La religieuse en sari blanc et bleu
Le 18 août 1948, elle se revêtit pour la première fois de son sari blanc bordé de trois liserés bleu et passa les portes de son couvent de Lorette pour entrer dans un autre monde, celui des pauvres…
En partant, elle emporta juste un petit sac en tissu qui contenait une Bible, un carnet, quelques roupies… et une certitude intérieure : « Dieu m’accompagne ; c’est lui qui l’a voulu. »

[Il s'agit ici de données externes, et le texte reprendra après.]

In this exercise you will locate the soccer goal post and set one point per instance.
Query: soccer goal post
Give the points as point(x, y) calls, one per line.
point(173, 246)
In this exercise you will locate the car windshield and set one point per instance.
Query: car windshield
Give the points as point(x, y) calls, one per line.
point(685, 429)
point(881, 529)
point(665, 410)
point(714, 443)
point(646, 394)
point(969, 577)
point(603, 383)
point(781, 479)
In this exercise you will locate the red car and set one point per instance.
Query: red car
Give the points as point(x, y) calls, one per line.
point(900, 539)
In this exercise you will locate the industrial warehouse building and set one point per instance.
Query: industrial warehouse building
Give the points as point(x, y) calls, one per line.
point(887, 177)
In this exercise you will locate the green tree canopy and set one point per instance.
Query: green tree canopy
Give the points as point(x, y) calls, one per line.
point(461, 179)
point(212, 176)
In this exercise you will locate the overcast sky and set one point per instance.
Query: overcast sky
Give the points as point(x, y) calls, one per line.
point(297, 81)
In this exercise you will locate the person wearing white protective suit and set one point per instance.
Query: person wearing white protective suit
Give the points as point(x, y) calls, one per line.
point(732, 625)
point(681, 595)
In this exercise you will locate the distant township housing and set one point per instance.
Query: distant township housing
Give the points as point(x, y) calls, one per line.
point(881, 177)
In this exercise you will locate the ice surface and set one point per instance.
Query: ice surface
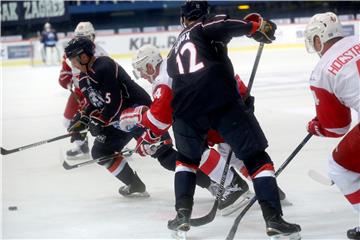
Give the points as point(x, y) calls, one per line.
point(83, 203)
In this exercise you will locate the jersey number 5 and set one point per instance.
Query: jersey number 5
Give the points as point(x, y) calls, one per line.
point(193, 66)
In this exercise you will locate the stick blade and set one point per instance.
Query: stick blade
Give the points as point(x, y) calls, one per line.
point(4, 151)
point(68, 166)
point(320, 178)
point(196, 222)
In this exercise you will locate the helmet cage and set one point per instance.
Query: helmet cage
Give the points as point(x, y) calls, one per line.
point(85, 29)
point(324, 25)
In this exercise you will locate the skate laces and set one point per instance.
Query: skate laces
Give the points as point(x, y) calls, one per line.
point(229, 190)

L’archevêque lui fit deux recommandations : se former aux soins médicaux de base et prendre des notes pendant les six premiers mois de son expérience. Mère Teresa fit donc un stage de deux mois chez des Sœurs américaines de la Mission Médicale qui tenait un hôpital à Patna. Puis elle retourna faire une retraite à Darjeeling.
Auprès des pauvres
Mère Teresa revint à Calcutta et trouva un logement temporaire chez les Petites Sœurs des Pauvres puis dans une famille. Elle allait pour la première fois réellement seule dans les bidonvilles. Elle visita quelques familles, lava les plaies de plusieurs enfants, prit soin d’un vieil homme malade allongé dans la rue et d’une femme tuberculeuse mourant de faim. Elle commençait chaque journée en communion avec Jésus dans l’Eucharistie et puis elle sortait, le chapelet à la main, pour le trouver et le servir dans « les rejetés, les mal-aimés, les négligés ». Après quelques mois, d’anciennes élèves la rejoignirent.
La fondation des Missionnaires de la Charité
Le 7 octobre 1950, un décret de Rome consacra l’existence de la nouvelle Congrégation des Missionnaires de la Charité dans l’Archidiocèse de Calcutta.

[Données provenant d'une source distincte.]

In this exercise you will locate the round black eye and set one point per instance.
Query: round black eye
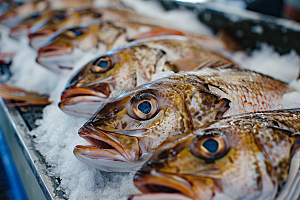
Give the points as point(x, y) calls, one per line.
point(101, 65)
point(143, 106)
point(210, 146)
point(75, 32)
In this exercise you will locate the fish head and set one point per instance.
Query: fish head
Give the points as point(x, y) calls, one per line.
point(65, 49)
point(120, 70)
point(15, 15)
point(110, 36)
point(132, 124)
point(59, 20)
point(242, 159)
point(22, 28)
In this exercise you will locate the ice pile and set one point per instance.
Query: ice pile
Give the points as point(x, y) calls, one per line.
point(57, 135)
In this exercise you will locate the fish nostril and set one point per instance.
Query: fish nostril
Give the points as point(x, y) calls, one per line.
point(77, 76)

En 1953, les premières sœurs prononcèrent leurs vœux. En 1965, la Congrégation devint de droit pontifical.
Au début des années 60, Mère Teresa commença à envoyer ses sœurs dans d’autres régions de l’Inde. L’approbation accordée par le Pape Paul VI en février 1965 l’encouragea à ouvrir une maison au Venezuela. Puis ce fut bientôt des fondations à Rome et en Tanzanie et finalement, sur tous les continents. Commençant en 1980 et continuant à travers les années 90, Mère Teresa ouvrit des maisons dans presque tous les pays communistes, y compris l’ancienne Union Soviétique, l’Albanie et Cuba. Que ce soit auprès des alcooliques, des drogués, des « clochards », des chômeurs, des malades du SIDA, les Missionnaires de la Charité sont là ! Les pauvres, les rejetés, sont les amis du Christ, ils sont le Christ !
Durant les dernières années de sa vie, malgré des problèmes de santé de plus en plus sérieux, Mère Teresa continua à gouverner sa congrégation et à répondre aux besoins des pauvres et de l’Eglise. En 1997, les sœurs de Mère Teresa étaient au nombre d’environ 4000 et étaient établies dans 610 fondations réparties dans 123 pays du monde. En mars 1997, elle bénit la nouvelle supérieure générale des Missionnaires de la Charité récemment élue et elle effectua encore un voyage à l’étranger. Après avoir rencontré le Pape Jean Paul II pour la dernière fois, elle rentra à Calcutta et passa ses dernières semaines à recevoir des visiteurs et à enseigner ses sœurs. Le 5 septembre fut le dernier jour de la vie terrestre de Mère Teresa.
L’ensemble de la vie et de l’œuvre de Mère Teresa témoignent de la joie d’aimer, de la grandeur et dignité de chaque être humain, de la valeur de chaque petite chose faite avec foi et avec amour, et, par-dessus tout, de l’amitié avec Dieu.
La Mémoire de la Bienheureuse Teresa de Calcutta est célébrée le 5 septembre.